The gospel transcends culture. The same stumbling block is repeated over and over in church history. There are always a sizeable number of even missionaries--evangelical missionaries--who preach culture alongside of Christ. We've never preached culture. In fact, one of the things I make plain in Cornerstone about every year, the last several years--five years or more--I saw it coming. Coming to Cornerstone Festival, like going to church on Sunday, does not mean you are walking Biblically, living, in practical terms, a holy life.

So from day one I knew there'd be people carping and griping and preaching against what we were doing.

Randy: We're glad you did it!

Wendi: We also know because I remember some very well-known Christian record company exec told us that rock and roll would never sell in the Christian market and that it would never be accepted.
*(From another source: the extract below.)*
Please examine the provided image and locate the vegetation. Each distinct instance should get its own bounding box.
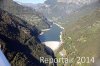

Randy: Times change, don't they?

Wendi: I thought, oh boy, you are so wrong!

Randy: Glenn, you've done a pretty eclectic variety of solo projects since the Rez days: the worship stuff, the R&B one, the blues, should we expect a techno dance record, or light pop (Wendi laughs) down the road?

Glenn: Well, I kicked around...I even have the concept and a lot of the lyrics, the basic music in my head...I was looking at a really slammin', almost an NWA, but a worship kind of thing, very different and it would actually be all Scripture verbatim. I don't know if I'll ever do that or not; it was actually a worship album done in a way heavier than POD, way heavier--slammin'--kind of a thing and I don't know...who knows? But my core is blues. I keep going back to what I grew up singing and playing. For about three years before I was a Christian I didn't listen to any white music. The bands I was in, the music I was writing, singing, guitar-wise, harp-playing--everything was all blues-based.

Randy: Do you anticipate any future projects with Darrell Mansfield?

Glenn: We'll see. I hope so. Schedules and times, it's all in God's hand. It can be difficult sometimes linking up with people. I wouldd love to more with Larry Howard as well, and oh, there are a number of folks...so we'll see what happens.

Randy: Speaking of others, Dave Beegle--your special guest tonight--is a very accomplished guitarist. Would you share a little bit about how you got to know Dave and what you feel about him as a musician and fellow Christian?

Glenn: Well, I think David is one of the more genuine, kind Christians that I know. I spent time at his house--he and his wife were kind enough to take me in for several days when I was out here last spring. We got to know each other over the years from them playing at Cornerstone Festival--Fourth Estate. He and Aaron opened for us, doing an acoustic set here in the Fort Collins area a year or two ago.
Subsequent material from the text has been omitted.